He smiled. “I still want to make it to the other side of the Wall by tonight.”

“If Bult’ll let us cross the Tongue,” I said.

“Why wouldn’t he? He’s already had his conference with Wulfmeier.”

“Maybe,” I said, but Bult didn’t go half a klom before he led the ponies across, and not a word about tssi mitss, e or otherwise, which shot my theory to pieces.

“You know the best part about that scene back there with Wulfmeier?” Ev said as we splashed across and headed south again. “The way you and Carson worked together. It’s even better than on the pop-ups.”

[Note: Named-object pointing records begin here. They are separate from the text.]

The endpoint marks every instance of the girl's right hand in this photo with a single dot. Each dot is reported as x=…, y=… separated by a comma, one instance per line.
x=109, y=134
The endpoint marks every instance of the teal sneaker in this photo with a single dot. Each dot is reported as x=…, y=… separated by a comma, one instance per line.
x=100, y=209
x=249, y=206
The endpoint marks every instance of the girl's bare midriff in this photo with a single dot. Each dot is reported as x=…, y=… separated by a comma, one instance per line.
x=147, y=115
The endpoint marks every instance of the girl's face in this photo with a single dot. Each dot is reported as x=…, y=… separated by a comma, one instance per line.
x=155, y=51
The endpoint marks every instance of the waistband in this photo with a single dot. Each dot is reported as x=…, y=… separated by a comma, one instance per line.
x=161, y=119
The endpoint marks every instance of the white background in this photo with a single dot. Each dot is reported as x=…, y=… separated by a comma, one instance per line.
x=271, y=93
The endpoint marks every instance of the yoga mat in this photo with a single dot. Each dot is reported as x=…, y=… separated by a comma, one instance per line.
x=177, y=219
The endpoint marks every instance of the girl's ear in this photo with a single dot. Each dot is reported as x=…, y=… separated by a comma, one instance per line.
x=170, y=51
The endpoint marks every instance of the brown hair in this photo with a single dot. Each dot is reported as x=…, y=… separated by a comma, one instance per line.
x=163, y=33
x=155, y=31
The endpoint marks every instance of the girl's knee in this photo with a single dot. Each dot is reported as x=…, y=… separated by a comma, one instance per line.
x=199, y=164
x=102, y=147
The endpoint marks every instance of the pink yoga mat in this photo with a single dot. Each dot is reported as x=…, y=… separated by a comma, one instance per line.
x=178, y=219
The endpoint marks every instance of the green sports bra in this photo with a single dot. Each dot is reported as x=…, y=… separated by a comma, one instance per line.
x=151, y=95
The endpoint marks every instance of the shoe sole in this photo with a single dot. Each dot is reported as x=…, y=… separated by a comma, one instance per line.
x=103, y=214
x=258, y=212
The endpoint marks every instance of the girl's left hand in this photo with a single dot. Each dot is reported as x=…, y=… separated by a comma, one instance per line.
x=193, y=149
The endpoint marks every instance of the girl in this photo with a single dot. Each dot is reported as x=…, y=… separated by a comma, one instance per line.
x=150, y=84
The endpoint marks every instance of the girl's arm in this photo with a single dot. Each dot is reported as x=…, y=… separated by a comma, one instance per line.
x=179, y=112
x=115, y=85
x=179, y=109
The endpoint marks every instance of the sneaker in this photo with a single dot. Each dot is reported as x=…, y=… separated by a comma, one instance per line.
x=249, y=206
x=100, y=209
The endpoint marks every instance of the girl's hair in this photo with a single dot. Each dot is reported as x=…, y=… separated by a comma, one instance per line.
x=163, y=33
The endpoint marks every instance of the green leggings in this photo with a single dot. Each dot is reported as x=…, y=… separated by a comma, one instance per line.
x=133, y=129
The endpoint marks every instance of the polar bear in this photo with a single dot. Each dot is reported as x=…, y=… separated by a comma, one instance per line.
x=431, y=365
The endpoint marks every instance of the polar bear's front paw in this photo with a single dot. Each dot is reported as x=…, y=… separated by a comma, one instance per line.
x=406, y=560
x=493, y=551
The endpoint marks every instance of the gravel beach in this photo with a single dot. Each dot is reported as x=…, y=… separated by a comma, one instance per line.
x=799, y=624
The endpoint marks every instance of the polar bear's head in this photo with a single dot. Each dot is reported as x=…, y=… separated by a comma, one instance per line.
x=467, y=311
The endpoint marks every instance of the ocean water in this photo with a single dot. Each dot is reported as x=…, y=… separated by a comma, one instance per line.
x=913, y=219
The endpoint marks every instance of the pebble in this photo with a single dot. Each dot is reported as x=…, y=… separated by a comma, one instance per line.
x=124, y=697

I’d watched that pop-up last night. We’d caught Wulfmeier threatening the accordion and come out punching and kicking, lasers blazing.

“You don’t even have to say anything. You both know what the other one’s thinking.” Ev gestured expansively. “On the pop-ups they show you working together, but this was like you were reading each other’s minds. You do what the other one wants you to do without even being told. It must be great to have a partner like that.”

“Fin, where on hell do you think you’re going?” Carson said. He was off his pony and untying the cameras. “Stop jabbering about mating customs and come help me. We’re camping here.”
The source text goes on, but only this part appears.